Rapporten en zaakverslagen
Geen vermoeden onbehoorlijk handelen inzake kwijtschelding gemeentebelastingen
03-02-2016
Een man dient een verzoek om kwijtschelding voor de gemeentebelastingen in bij Belastingen, gemeente Amsterdam. Het verzoek wordt afgewezen omdat de man teveel vermogen zou hebben. Zijn dochter gaat namens hem in administratief beroep en voert onder meer aan dat Belastingen bij het berekenen van het vermogen niet heeft rekening gehouden met het feit dat er binnen een periode van één maand net twee keer een bijstanduitkering is gestort.

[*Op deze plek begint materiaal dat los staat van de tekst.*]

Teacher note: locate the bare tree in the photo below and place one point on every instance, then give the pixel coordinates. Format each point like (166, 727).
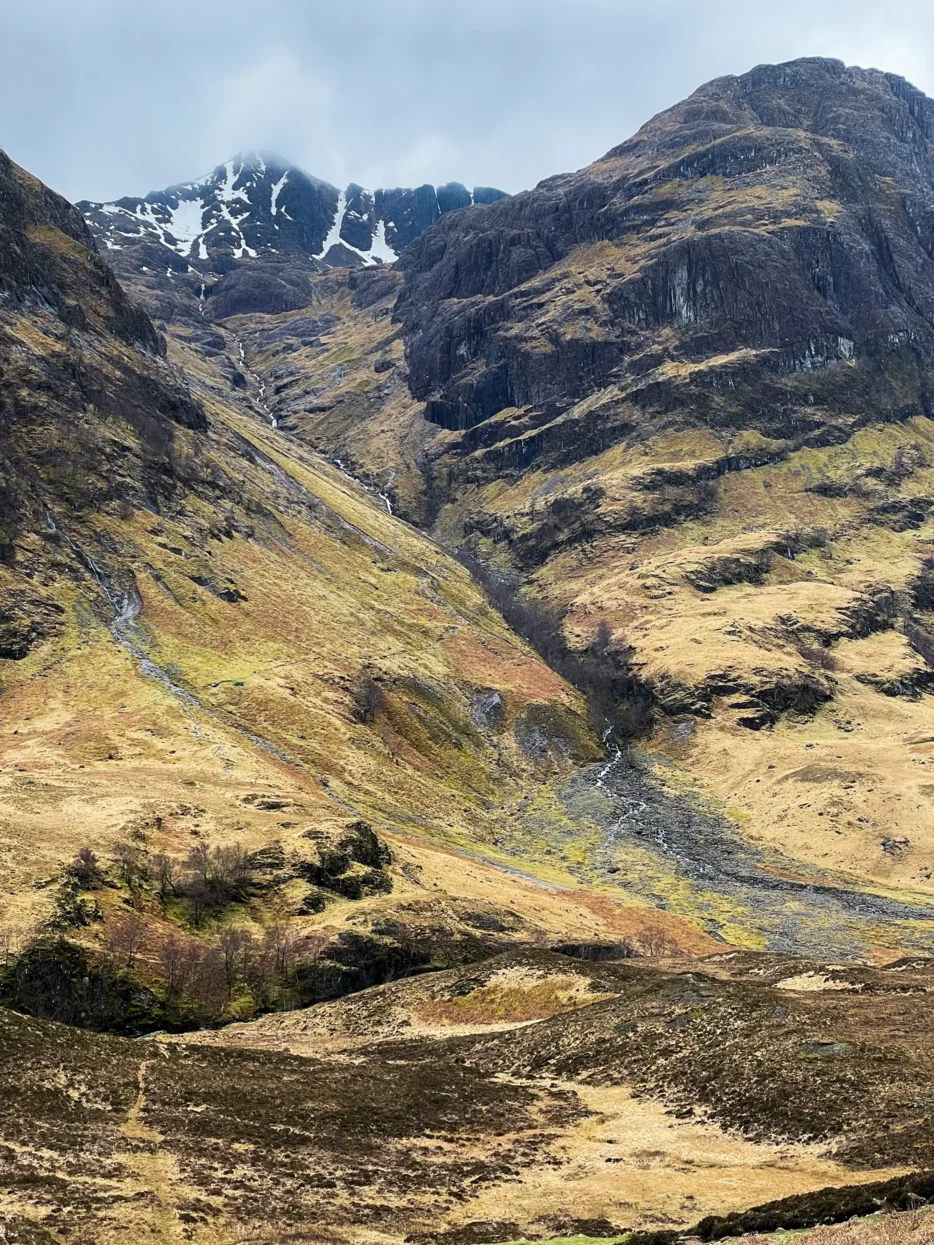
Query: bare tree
(86, 869)
(174, 961)
(655, 940)
(167, 874)
(131, 864)
(234, 948)
(125, 940)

Belastingen wijst ook het beroepschrift af. De ombudsman neemt de zaak in onderzoek en constateert dat Belastingen procedureel gezien enkele steken heeft laten vallen. Zo heeft Belastingen verzuimt om in de motivering van de afwijzing van het beroepschrift op alle aangevoerde punten in te gaan. De reactie is te beknopt. Bovendien was dochter gemachtigde en had zij vroegtijdig kenbaar gemaakt dat zij alle correspondentie op haar adres wenst te ontvangen. Belastingen bleef de correspondentie echter naar het adres van haar vader sturen. Inhoudelijk gezien ziet de ombudsman echter geen aanleiding om het onderzoek verder voort te zetten. Weliswaar is er aan het begin en aan het eind van de maand een storting geweest, in de tussenliggende periode is het saldo geslonken door uitgave van de vaste lasten in die maand. Tot slot zijn er in die maand meermaals grote bedragen opgenomen. Dit is bij de berekening van het vermogen buiten beschouwing gelaten en toch heeft meneer nog teveel vermogen. De ombudsman heeft daarom geen vermoeden van onbehoorlijk handelen.